Örgütlerde olumlu bir iklim yaratabilen otantik liderliğin geliştirilmesi sürecinde bazı unsurlara ihtiyaç duyulmaktadır. Bu kapsamda, kendi kendine yetebilme/kendine güven, umut, iyimserlik ve sorunların çabuk üstesinden gelebilme niteliklerini içeren psikolojik sermaye otantik liderliğin temel elemanlarındandır (Luthans & Youssef, 2004). Bu çalışmada otantik liderliğin psikolojik sermaye düzeyine etkisi ve çalışanların demografik özelliklerinin otantik liderlik algılarına ve psikolojik sermaye düzeylerine etkisinin olup olmadığı incelenmiştir.

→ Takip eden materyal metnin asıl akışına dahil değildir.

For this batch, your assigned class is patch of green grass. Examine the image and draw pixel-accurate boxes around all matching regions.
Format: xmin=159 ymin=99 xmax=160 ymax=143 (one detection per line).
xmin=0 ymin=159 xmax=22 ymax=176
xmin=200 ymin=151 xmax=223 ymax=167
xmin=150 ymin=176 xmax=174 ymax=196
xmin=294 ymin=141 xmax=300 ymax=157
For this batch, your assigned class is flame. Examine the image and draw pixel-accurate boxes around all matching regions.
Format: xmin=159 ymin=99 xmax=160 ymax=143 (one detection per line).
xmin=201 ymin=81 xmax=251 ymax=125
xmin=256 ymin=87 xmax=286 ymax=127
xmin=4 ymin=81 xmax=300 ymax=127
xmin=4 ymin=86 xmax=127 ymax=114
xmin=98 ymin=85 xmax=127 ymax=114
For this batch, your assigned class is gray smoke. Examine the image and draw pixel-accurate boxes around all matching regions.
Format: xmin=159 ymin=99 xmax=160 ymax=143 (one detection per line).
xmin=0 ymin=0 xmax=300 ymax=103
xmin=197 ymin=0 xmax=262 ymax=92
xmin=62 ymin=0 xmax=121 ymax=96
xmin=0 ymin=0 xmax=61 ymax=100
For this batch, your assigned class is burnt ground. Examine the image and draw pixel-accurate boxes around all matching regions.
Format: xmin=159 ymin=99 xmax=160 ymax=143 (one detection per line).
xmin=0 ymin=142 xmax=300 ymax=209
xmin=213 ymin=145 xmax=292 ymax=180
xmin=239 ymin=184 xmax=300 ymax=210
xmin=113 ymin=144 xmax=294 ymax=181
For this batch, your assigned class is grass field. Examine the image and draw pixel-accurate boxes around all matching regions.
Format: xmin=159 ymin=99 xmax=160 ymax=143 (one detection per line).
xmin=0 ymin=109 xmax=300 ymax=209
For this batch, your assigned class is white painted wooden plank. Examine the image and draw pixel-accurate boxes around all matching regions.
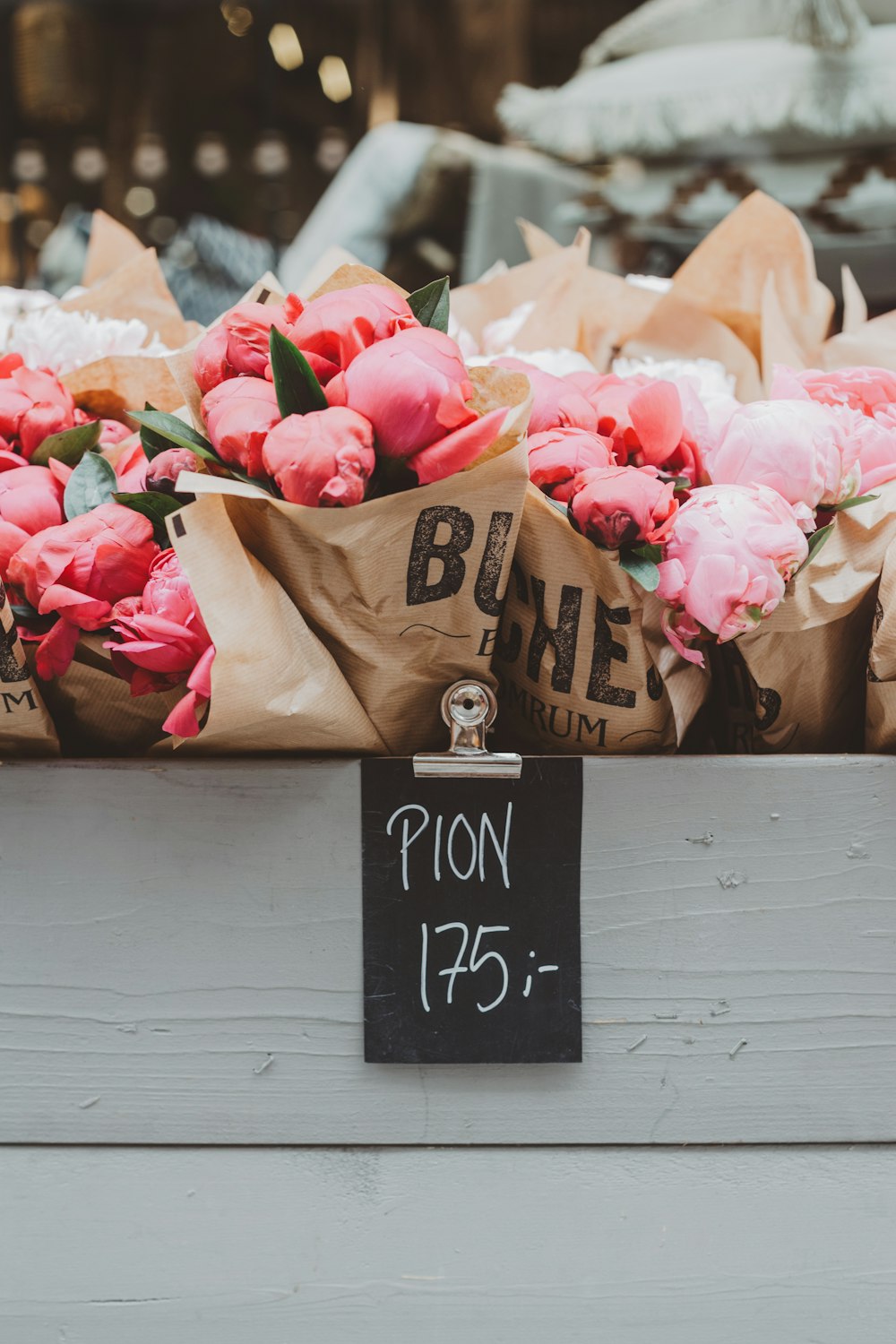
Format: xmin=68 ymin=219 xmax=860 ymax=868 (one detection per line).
xmin=0 ymin=1147 xmax=896 ymax=1344
xmin=0 ymin=757 xmax=896 ymax=1144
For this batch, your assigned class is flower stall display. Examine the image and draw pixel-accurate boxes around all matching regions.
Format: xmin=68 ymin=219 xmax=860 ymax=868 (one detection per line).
xmin=0 ymin=195 xmax=896 ymax=754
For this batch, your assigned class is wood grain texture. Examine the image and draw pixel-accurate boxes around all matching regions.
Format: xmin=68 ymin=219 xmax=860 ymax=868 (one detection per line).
xmin=0 ymin=1147 xmax=896 ymax=1344
xmin=0 ymin=757 xmax=896 ymax=1144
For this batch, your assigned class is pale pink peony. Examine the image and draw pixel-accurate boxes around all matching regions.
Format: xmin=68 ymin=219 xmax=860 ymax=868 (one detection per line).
xmin=495 ymin=358 xmax=598 ymax=435
xmin=0 ymin=453 xmax=68 ymax=583
xmin=106 ymin=550 xmax=215 ymax=738
xmin=202 ymin=378 xmax=280 ymax=476
xmin=565 ymin=374 xmax=705 ymax=486
xmin=288 ymin=285 xmax=420 ymax=370
xmin=707 ymin=401 xmax=861 ymax=510
xmin=262 ymin=406 xmax=376 ymax=508
xmin=530 ymin=426 xmax=616 ymax=504
xmin=657 ymin=486 xmax=809 ymax=667
xmin=570 ymin=467 xmax=678 ymax=551
xmin=8 ymin=503 xmax=159 ymax=680
xmin=771 ymin=365 xmax=896 ymax=416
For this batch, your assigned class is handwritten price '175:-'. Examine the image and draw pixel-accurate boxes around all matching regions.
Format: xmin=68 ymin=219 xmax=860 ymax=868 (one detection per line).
xmin=385 ymin=803 xmax=560 ymax=1013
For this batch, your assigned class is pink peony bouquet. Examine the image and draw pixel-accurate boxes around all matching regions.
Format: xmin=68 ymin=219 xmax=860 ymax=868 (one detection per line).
xmin=151 ymin=272 xmax=518 ymax=508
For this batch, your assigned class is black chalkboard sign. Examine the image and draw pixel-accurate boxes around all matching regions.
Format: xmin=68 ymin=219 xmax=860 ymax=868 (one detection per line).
xmin=361 ymin=757 xmax=582 ymax=1064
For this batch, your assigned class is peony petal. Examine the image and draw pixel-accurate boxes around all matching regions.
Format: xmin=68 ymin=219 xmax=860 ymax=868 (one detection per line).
xmin=35 ymin=620 xmax=81 ymax=682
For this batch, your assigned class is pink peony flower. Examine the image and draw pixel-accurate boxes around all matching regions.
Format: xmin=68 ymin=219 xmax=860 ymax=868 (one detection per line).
xmin=0 ymin=453 xmax=68 ymax=582
xmin=326 ymin=327 xmax=477 ymax=459
xmin=194 ymin=295 xmax=339 ymax=394
xmin=567 ymin=374 xmax=704 ymax=486
xmin=570 ymin=467 xmax=678 ymax=551
xmin=856 ymin=405 xmax=896 ymax=495
xmin=495 ymin=358 xmax=598 ymax=435
xmin=202 ymin=378 xmax=280 ymax=476
xmin=262 ymin=406 xmax=376 ymax=508
xmin=657 ymin=486 xmax=809 ymax=667
xmin=106 ymin=550 xmax=215 ymax=738
xmin=0 ymin=360 xmax=78 ymax=459
xmin=771 ymin=365 xmax=896 ymax=416
xmin=146 ymin=448 xmax=199 ymax=495
xmin=288 ymin=285 xmax=420 ymax=370
xmin=530 ymin=426 xmax=616 ymax=504
xmin=8 ymin=504 xmax=159 ymax=680
xmin=707 ymin=401 xmax=861 ymax=510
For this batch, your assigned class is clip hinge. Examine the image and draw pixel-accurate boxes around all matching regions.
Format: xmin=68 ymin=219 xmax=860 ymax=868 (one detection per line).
xmin=414 ymin=679 xmax=522 ymax=780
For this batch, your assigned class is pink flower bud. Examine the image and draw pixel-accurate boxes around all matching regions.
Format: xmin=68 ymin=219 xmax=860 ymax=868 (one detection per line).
xmin=262 ymin=406 xmax=376 ymax=508
xmin=202 ymin=378 xmax=280 ymax=476
xmin=146 ymin=448 xmax=199 ymax=499
xmin=570 ymin=467 xmax=678 ymax=551
xmin=530 ymin=426 xmax=616 ymax=504
xmin=657 ymin=486 xmax=809 ymax=666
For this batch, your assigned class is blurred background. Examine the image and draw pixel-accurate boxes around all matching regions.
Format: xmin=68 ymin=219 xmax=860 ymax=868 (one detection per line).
xmin=0 ymin=0 xmax=896 ymax=322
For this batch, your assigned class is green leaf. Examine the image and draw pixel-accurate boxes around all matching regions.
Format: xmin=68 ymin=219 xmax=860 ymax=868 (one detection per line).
xmin=632 ymin=543 xmax=662 ymax=564
xmin=62 ymin=453 xmax=116 ymax=521
xmin=140 ymin=402 xmax=179 ymax=462
xmin=127 ymin=410 xmax=214 ymax=462
xmin=113 ymin=491 xmax=184 ymax=546
xmin=30 ymin=421 xmax=102 ymax=467
xmin=269 ymin=327 xmax=329 ymax=419
xmin=828 ymin=495 xmax=880 ymax=513
xmin=407 ymin=276 xmax=449 ymax=332
xmin=619 ymin=548 xmax=659 ymax=593
xmin=794 ymin=523 xmax=834 ymax=578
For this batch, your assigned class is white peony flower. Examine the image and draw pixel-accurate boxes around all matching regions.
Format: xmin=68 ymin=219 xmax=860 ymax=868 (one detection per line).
xmin=613 ymin=357 xmax=737 ymax=397
xmin=5 ymin=304 xmax=168 ymax=375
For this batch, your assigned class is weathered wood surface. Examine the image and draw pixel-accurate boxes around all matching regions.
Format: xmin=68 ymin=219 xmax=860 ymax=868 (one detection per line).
xmin=0 ymin=1147 xmax=896 ymax=1344
xmin=0 ymin=757 xmax=896 ymax=1140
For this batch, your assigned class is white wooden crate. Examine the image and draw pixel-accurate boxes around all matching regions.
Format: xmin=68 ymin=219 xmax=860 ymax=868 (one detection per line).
xmin=0 ymin=757 xmax=896 ymax=1344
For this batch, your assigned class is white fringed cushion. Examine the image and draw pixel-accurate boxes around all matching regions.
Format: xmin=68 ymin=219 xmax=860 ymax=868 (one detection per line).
xmin=498 ymin=24 xmax=896 ymax=163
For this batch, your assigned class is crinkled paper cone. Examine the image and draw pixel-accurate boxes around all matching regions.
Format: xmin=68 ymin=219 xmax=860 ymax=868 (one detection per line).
xmin=168 ymin=495 xmax=384 ymax=754
xmin=0 ymin=583 xmax=59 ymax=758
xmin=59 ymin=247 xmax=197 ymax=349
xmin=28 ymin=632 xmax=181 ymax=757
xmin=181 ymin=395 xmax=530 ymax=755
xmin=622 ymin=288 xmax=763 ymax=402
xmin=866 ymin=542 xmax=896 ymax=753
xmin=673 ymin=191 xmax=834 ymax=360
xmin=495 ymin=486 xmax=710 ymax=755
xmin=713 ymin=483 xmax=896 ymax=753
xmin=81 ymin=210 xmax=146 ymax=289
xmin=164 ymin=271 xmax=286 ymax=422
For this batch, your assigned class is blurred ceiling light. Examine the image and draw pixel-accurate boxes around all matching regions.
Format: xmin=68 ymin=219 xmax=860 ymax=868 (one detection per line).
xmin=194 ymin=136 xmax=229 ymax=177
xmin=220 ymin=0 xmax=253 ymax=38
xmin=125 ymin=187 xmax=156 ymax=220
xmin=267 ymin=23 xmax=305 ymax=70
xmin=12 ymin=145 xmax=47 ymax=182
xmin=253 ymin=134 xmax=289 ymax=177
xmin=317 ymin=56 xmax=352 ymax=102
xmin=130 ymin=136 xmax=168 ymax=182
xmin=71 ymin=145 xmax=108 ymax=182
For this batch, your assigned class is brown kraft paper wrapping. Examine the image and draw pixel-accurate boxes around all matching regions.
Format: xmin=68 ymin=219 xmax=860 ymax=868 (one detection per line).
xmin=866 ymin=542 xmax=896 ymax=753
xmin=495 ymin=486 xmax=710 ymax=755
xmin=0 ymin=583 xmax=59 ymax=757
xmin=711 ymin=481 xmax=896 ymax=754
xmin=168 ymin=495 xmax=384 ymax=754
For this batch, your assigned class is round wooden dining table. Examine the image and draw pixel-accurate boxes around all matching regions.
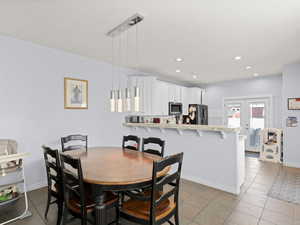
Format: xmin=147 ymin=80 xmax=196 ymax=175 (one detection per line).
xmin=67 ymin=147 xmax=170 ymax=225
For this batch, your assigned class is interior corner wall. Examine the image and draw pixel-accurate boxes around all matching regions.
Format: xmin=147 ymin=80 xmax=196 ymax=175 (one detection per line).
xmin=203 ymin=75 xmax=282 ymax=128
xmin=0 ymin=36 xmax=131 ymax=189
xmin=282 ymin=63 xmax=300 ymax=168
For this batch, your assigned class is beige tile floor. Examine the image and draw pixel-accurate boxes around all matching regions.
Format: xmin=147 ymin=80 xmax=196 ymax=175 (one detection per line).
xmin=0 ymin=157 xmax=300 ymax=225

2.KURAMSAL ÇERÇEVE 2.1.OTANTİK LİDERLİK

Liderlik en eski çağlardan itibaren hep var olan ve önemini koruyan bir kavramdır. Liderlik, “belirli şartlar altında, belirli kişisel ya da grup amaçlarını gerçekleştirmek üzere, bir kimsenin başkalarının faaliyetlerini etkilemesi ve onları yönlendirme süreci” (Koçel, 2015),

“bir grup insanı belirli amaçlar etrafında toplayabilme, bu amaçları gerçekleştirmek için onları ne yapacakları konusunda harekete geçirme bilgi ve yeteneğinin birleşimi” (Eren, 2013) olarak tanımlanmaktadır.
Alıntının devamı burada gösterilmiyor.